2021-12-09
Why it's good to explicitly document the purposes of things, illustrated
Today we decommissioned some internal DNS zones for things that we aren't using or aren't doing any more. Among them were three internal iSCSI zones, which makes sense since we haven't used iSCSI since we moved away from our OmniOS fileservers to our Linux fileservers. But when my co-worker doing the work told me about this, I was surprised that there were three iSCSI networks, since our Solaris and OmniOS fileservers only used two iSCSI networks.
We have a worklog system to record changes and I was able to find the worklog for the addition of the 'iscsi3' iSCSI network, but it didn't have an explanation for what the network was for. Instead it was just written as a matter of fact 'I added this internal zone to DNS' report. Only after a surprising amount of searching our email archives was I able to turn up another entry about a related change that had a brief aside at the bottom that partially explained the intended purpose of this third iSCSI zone. Without that aside, I probably would still be in the dark about the purpose of this mysterious zone.
Broadly speaking, this isn't a surprising new issue for me with our worklog system. I've written about how our worklog messages often assume a bunch of context and how, for example, we lost and regained a piece of Amanda knowledge. But I think this is the first time I've seen us lose track of something as large as the purpose for an entire internal DNS zone (even if we never actually used the zone or really implemented the idea it was for). I'm glad that we sort of documented the 'obvious' (at the time) purpose of the zone in an aside, even if we could have written down the entire thing.
One of the things that this suggests to me is that we should consider sending design documents and other large scale 'what we are doing here' and 'what this is for' documentation to our worklog system, or at least coming up with some way of recording them for posterity. Design documents aren't changes so we don't necessarily naturally write them and send them to our worklog system.
(We do tend to worklog how complicated systems work so we have a reference document that we can search for later, but for other, more 'obvious' things we so far just sort of assume we'll remember the context.)
Some NVMe drive temperature things from my drives
I said some things on Twitter about the temperatures of the NVMe drives in my home and work machines (as reported by the Linux kernel), so I'm going to write down more on that here. I don't know if it means anything, but it's at least some data points.
Both my work desktop and my home desktop now have a pair of NVMe drives in them, all of which report the nominal drive temperature to the Linux kernel. The machines are built using the same case but have different motherboards, different sorts of CPUs, and different PCIe card layouts (which influences heat flow inside the case). And of course they sit in different environments, so both the ambient exterior temperature and the case interior temperature are likely different.

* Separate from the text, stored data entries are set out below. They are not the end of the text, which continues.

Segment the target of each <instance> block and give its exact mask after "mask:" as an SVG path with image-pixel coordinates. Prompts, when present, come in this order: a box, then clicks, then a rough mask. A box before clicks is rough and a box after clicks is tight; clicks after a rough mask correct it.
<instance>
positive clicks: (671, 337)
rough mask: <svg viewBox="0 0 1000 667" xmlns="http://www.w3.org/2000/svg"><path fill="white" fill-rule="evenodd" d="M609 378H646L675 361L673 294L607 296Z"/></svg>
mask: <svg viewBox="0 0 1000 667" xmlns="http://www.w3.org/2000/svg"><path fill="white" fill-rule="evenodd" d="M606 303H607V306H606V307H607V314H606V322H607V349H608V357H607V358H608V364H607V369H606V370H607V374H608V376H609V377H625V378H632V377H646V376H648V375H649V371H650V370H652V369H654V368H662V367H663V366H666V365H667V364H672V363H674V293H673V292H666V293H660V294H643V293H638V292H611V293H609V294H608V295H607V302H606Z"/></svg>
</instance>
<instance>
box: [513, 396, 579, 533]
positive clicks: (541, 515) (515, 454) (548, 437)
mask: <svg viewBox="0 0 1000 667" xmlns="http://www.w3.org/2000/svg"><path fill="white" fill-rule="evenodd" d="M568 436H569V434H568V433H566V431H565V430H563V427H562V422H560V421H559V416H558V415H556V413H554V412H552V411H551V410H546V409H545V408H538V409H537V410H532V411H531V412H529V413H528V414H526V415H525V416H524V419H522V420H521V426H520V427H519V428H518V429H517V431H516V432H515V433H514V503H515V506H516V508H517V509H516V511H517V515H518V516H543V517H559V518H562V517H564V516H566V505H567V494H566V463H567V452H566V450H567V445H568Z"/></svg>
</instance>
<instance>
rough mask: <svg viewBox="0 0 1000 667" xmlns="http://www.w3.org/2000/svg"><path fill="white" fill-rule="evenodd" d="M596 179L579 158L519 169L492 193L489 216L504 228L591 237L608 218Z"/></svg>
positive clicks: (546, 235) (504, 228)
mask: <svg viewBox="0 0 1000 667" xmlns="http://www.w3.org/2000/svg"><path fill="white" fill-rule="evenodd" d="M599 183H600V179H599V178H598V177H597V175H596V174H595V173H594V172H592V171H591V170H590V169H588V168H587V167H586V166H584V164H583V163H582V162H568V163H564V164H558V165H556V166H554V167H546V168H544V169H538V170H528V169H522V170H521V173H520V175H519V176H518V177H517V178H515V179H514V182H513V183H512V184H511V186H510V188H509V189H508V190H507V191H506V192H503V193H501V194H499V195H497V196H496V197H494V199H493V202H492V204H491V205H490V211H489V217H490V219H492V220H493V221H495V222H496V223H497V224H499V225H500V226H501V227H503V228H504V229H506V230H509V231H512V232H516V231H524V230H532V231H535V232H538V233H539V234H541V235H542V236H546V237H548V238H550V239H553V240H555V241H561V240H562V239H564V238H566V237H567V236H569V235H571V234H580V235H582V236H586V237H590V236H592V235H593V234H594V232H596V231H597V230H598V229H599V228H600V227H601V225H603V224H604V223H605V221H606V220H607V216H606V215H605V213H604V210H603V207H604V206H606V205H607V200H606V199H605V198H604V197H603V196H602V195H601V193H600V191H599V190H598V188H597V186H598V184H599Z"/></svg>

At home I now have a pair of Crucial P5 NVMe drives, which are reported to run comparatively hot. Both are mounted in motherboard M.2 slots; one of the slots is low on the board, away from the CPU, and covered by a motherboard heatsink, while the other is just below the CPU. Both are unused right now and at idle, they are both consistently around 41 C. When I put them under test load, the one under the heatsink goes up to 53 C, while the other one goes up to 62 C (despite being only using two PCIe lanes instead of four). So my first moderate surprise is that the motherboard M.2 NVMe heatsink actually does seem to really be doing something. Whether it makes a performance difference I don't know, but it clearly makes a heat difference.
(The Crucial P5 NVMe drives have two temperature sensors; one source suggests that one is on the controller and the other on the flash. Apparently the flash is usually lower temperature than the controller. My numbers are for what Linux reports as the 'Composite' temperature. At idle, the controller temperature seems to be 4 to 5 C higher than the composite temperature, while at load the two controllers reach 60 C and 77 C.)
At work I have a pair of Kingston A2000 NVMe drives, which apparently run relatively cool. One is mounted in a motherboard M.2 slot that has no heatsink and is located right between my Radeon RX 550 and the Ryzen CPU; the other is mounted on a PCIe expansion card, also without a heatsink. These are in use for the machine's root filesystem and core ZFS pool, but the machine itself is mostly idle since I'm not at work. The NVMe drive on the PCIe card seems to idle around 30 C, while the one on the motherboard idles around 33 C. Under normal heavier IO load like compiling Firefox, they can get as high as 45 C and 47 C respectively. Under artificial load of full streaming reads from the block devices, they will go to 50 C and 54 C respectively. The moderate surprise here is how much location and perhaps mounting can matter.
All four drives warm up and cool down fairly rapidly. This is probably not really surprising since all of the drives are obviously small and thus presumably don't store much heat. It's still impressive to see a drive at high temperature lose 10 C in a matter of thirty seconds or so once the load goes away.
PS: Right now, both motherboard temperature sensors claim to be reading about 30 C and all of the NVMe drives are at their 'idle' temperature. Where the various motherboard temperature sensors are located and what actually influences them is an open question; it's not like vendors label them on the board for you.